Fit the same model with fixed or random effect

I try to fit the same model (sort of logistic) using or a random or a fixed effect. It seems to be ok for random effect but is weird with fixed effect. Probably I do something wrong but I don’t understand where… if someone could help me (This is a toy example, true model is more complicated). I add also toy data (in dta).

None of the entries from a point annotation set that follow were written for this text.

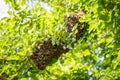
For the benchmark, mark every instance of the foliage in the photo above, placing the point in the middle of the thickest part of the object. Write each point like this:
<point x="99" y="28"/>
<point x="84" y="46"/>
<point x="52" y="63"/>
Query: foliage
<point x="96" y="56"/>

dta <- data.frame(Te = c(27.85, 28.45, 28.65, 28.95, 29.65, 30.25, 
                         30.85, 28.05, 28.4, 29.55, 28, 28.5, 29, 29.5, 30, 28.7, 29, 
                         29.2, 30, 31, 32, 33, 27.2, 27.7, 28.2, 28.7, 29, 29.2, 29.5, 
                         30, 31, 32, 33, 27.2, 27.7, 28.2, 28.7, 29, 29.2, 29.5, 29.7, 
                         30, 31, 32, 33), 
                  M = c(18, 11, 9, 8, 8, 2, 0, 19, 17, 11, 26, 
                        27, 24, 13, 11, 2, 2, 1, 0, 0, 0, 0, 9, 9, 10, 6, 10, 7, 5, 4, 
                        1, 0, 0, 7, 7, 6, 6, 6, 5, 2, 3, 3, 0, 0, 0), 
                  S = c(18, 12, 11, 
                        13, 15, 4, 5, 28, 28, 31, 30, 34, 39, 27, 31, 5, 5, 5, 6, 6, 
                        7, 5, 9, 9, 10, 10, 10, 10, 8, 10, 10, 10, 10, 7, 7, 9, 10, 10, 
                        10, 10, 10, 7, 10, 10, 6), 
                  R = c("B", "B", "B", "B", "B", "B", 
                        "B", "B", "B", "B", "A", "A", "A", "A", "A", "A", "A", "A", "A", 
                        "A", "A", "A", "A", "A", "A", "A", "A", "A", "A", "A", "A", "A", 
                        "A", "A", "A", "A", "A", "A", "A", "A", "A", "A", "A", "A", "A"
                  ))

The random effect model… works fine (R is the random effect):

prior_ini <- set_prior(prior = "uniform(20, 35)", class = "b", coef="", 
                       nlpar = "P", lb = 20, ub = 35, check = TRUE) + 
  set_prior(prior = "uniform(0, 12)", class = "b", coef="", 
            nlpar = "Sp", lb = 0, ub = 12, check = TRUE) + 
  set_prior(prior = "student_t(3, 0, 5.9)", class = "sd", 
            lb = 0, nlpar = "P")

lRE <- brm(bf(M | trials(S) ~ 1/(1+exp(-5.9*(P-Te) / Sp)), 
              P ~ (1 | R),
              Sp ~ 1, 
              nl = TRUE),
           family = binomial(link="identity"), 
           data = dta, 
           prior = prior_ini,
           warmup = 1000, 
           thin = 10, 
           iter = 20000, 
           chains = 1, 
           init=rep(list(list(b_P_Intercept=29.5, 
                              b_Sp_Intercept=1.4, 
                              sd_R__P_Intercept=0.5)),
                    1))

plot(lRE)
conditions <- make_conditions(lRE, vars="R")
plot(conditional_effects(lRE, categorical = FALSE, effects='Te', 
                         condition=conditions, robust = TRUE, 
                         re_formula=NULL, spaghetti = FALSE, ndraws = 100))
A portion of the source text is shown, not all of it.